Mitchell argued that the definitions of basic EHRs and full-featured systems are still "a matter of debate, and there's a level of subjectivity in that determination." From AAFP's viewpoint, for example, no EHR that lacks a patient registry is fully functional. Yet almost no current EHR system has a registry that is sufficient for doing population health management, he said.
The health care industry as a whole, Mitchell said, views any EHR that is certified for meaningful use as fully functional. This definition runs the gamut from expensive, complex systems designed for large multispecialty groups, like Epic, to inexpensive products aimed at small practices, such as Amazing Charts, he noted.
DesRoches, who co-wrote a key Health Affairs study on EHR adoption in 2006, maintained that the proper way to define an EHR is on the basis of its functionality. "If you want an electronic record that can be used in ways that policymakers envisioned will have some effect on care, you need to have a system with a certain set of functions. So I'm very skeptical about claims that 55% of doctors have an EHR if you don't know what specific things are in that EHR," she said.

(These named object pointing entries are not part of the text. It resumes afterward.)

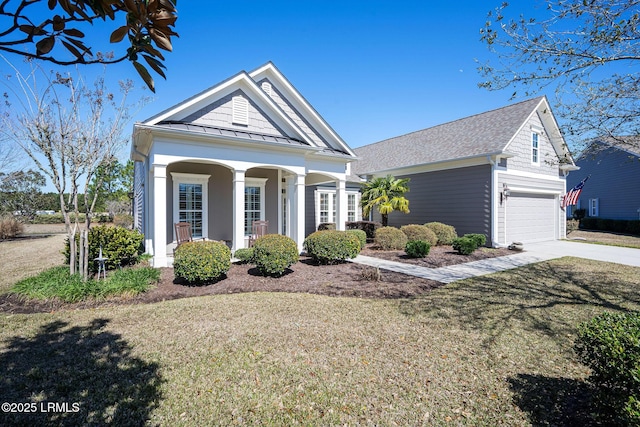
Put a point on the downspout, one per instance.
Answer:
(494, 205)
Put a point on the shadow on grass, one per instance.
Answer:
(553, 401)
(78, 375)
(550, 297)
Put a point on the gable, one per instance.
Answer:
(272, 90)
(220, 114)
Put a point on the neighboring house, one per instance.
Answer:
(613, 190)
(250, 148)
(501, 173)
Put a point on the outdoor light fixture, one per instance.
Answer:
(504, 194)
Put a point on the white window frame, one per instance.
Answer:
(260, 183)
(240, 110)
(535, 148)
(594, 207)
(332, 203)
(191, 178)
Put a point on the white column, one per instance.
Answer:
(299, 213)
(341, 208)
(291, 205)
(159, 215)
(238, 210)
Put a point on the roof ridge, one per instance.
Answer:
(453, 121)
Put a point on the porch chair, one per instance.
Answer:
(258, 229)
(183, 234)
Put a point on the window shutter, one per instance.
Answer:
(240, 111)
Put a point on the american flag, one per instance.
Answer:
(571, 198)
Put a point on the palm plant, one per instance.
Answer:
(386, 194)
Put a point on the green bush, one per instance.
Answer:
(332, 246)
(445, 233)
(202, 262)
(609, 344)
(245, 255)
(121, 246)
(390, 238)
(369, 227)
(417, 248)
(464, 245)
(480, 239)
(326, 226)
(273, 254)
(361, 235)
(419, 232)
(10, 227)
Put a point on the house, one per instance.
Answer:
(501, 173)
(249, 148)
(612, 191)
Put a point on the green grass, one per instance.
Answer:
(488, 351)
(56, 282)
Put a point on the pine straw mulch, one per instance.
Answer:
(345, 279)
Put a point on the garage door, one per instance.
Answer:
(531, 217)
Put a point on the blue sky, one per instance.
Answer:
(373, 69)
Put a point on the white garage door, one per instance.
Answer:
(531, 217)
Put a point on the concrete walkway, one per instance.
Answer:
(534, 252)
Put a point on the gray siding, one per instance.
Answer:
(615, 182)
(218, 114)
(458, 197)
(521, 146)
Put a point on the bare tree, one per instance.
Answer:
(589, 49)
(68, 129)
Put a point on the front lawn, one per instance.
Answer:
(493, 350)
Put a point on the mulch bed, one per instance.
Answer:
(346, 279)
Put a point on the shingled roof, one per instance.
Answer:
(481, 134)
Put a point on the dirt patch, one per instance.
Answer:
(439, 256)
(346, 279)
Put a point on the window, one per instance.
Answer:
(240, 110)
(352, 213)
(593, 207)
(535, 148)
(190, 201)
(327, 204)
(253, 202)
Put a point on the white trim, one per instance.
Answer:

Meaningful use is one yardstick for measuring that. For physicians to meet the Stage 1 meaningful use criteria, DesRoches said, they must have more than a basic EHR. Among other things, their system must be able to exchange data with other EHRs and must have at least one clinical decision support tool, such as a drug interaction checker. Both of those functions are characteristics of more advanced EHRs.
In CDC's previous survey based on 2009 and preliminary 2010 data, the agency found that 25% of physicians had a basic EHR and 10% had a "fully functional" system. While the latter definition included some features that were added to the "basic" category in the latest CDC survey, other advanced functions, such as interoperability, decision support and lab ordering, are not considered part of a basic EHR under the most recent definition.
Based on the "fully functional" EHR definition that was used up until 2011, DesRoches estimated that somewhere between 12% and 15% of physicians now have a fully functional EHR.
Nevertheless, Mitchell believes that meaningful use already has raised the bar for EHR functionality and will continue to do so in Stage 2. "It's not the highest level that we really need to get to, but it's an expansion from where we've been the past few years," he said.